From 0f1ff16af12e26e9cf05e4c6b2add398ff6f96b5 Mon Sep 17 00:00:00 2001
From: Paul Kompfner <paul@daily.co>
Date: Fri, 13 Mar 2026 15:15:45 -0400
Subject: [PATCH] Add sync_with_audio support for OutputImageRawFrame

Add a `sync_with_audio` field to `OutputImageRawFrame` that routes image
frames through the audio queue in the output transport, ensuring images
are only displayed after all preceding audio has been sent.

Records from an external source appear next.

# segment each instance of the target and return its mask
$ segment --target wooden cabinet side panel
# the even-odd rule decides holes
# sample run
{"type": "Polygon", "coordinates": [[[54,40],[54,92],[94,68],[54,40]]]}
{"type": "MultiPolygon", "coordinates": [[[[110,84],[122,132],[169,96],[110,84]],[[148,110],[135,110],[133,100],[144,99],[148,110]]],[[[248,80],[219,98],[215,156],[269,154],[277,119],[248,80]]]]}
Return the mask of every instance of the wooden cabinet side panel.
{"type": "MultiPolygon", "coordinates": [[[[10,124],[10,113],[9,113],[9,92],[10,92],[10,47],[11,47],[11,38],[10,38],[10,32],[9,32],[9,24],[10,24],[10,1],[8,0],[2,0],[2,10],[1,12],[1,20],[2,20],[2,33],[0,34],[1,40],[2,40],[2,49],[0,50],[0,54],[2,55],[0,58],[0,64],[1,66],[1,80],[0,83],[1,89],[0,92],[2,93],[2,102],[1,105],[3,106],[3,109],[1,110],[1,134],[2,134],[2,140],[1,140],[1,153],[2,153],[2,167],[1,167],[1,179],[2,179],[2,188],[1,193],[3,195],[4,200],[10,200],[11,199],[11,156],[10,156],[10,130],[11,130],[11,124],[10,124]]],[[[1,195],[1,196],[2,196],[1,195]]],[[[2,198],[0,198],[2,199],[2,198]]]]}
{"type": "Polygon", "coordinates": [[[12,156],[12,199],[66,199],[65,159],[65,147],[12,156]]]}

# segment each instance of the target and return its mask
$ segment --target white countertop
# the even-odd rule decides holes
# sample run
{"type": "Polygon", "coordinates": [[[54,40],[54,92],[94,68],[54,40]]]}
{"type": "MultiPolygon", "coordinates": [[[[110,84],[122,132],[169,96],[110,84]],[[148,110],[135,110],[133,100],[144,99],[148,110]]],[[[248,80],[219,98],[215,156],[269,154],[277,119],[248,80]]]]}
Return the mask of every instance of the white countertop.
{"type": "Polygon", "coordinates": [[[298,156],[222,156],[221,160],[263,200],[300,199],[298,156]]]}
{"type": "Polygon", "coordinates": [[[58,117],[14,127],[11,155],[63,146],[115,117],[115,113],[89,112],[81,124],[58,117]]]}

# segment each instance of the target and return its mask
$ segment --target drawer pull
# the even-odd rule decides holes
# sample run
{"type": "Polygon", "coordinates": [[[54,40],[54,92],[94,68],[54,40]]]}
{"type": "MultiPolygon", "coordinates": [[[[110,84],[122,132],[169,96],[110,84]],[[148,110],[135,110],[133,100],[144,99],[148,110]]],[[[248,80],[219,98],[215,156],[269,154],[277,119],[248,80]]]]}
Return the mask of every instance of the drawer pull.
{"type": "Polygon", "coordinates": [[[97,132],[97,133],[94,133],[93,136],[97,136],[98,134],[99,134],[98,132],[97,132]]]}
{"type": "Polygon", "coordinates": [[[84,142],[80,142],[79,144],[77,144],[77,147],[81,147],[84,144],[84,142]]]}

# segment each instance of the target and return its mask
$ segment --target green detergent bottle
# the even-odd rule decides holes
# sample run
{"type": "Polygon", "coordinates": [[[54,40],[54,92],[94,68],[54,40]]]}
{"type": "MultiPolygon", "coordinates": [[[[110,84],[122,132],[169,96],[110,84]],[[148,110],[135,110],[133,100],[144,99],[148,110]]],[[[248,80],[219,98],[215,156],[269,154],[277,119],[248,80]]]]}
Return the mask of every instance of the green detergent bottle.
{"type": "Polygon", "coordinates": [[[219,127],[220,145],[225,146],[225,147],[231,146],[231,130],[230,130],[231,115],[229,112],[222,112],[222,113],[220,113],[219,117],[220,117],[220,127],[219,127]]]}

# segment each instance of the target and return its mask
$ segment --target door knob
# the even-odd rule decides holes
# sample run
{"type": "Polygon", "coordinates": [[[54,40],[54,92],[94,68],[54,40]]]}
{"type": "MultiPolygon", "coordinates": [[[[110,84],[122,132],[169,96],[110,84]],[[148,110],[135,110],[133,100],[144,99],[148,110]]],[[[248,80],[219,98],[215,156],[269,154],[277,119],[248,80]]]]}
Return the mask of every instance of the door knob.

This enables
proper audio/image synchronization in pipelines like the calendar month
narration example.

Update the 05-sync-speech-and-image example to use an `ImageAudioSync`
processor that sets this flag on image frames.
---
 .../foundational/05-sync-speech-and-image.py   | 18 +++++++++++++++++-
 src/pipecat/frames/frames.py                   |  8 ++++++++
 src/pipecat/transports/base_output.py          |  6 +++++-
 3 files changed, 30 insertions(+), 2 deletions(-)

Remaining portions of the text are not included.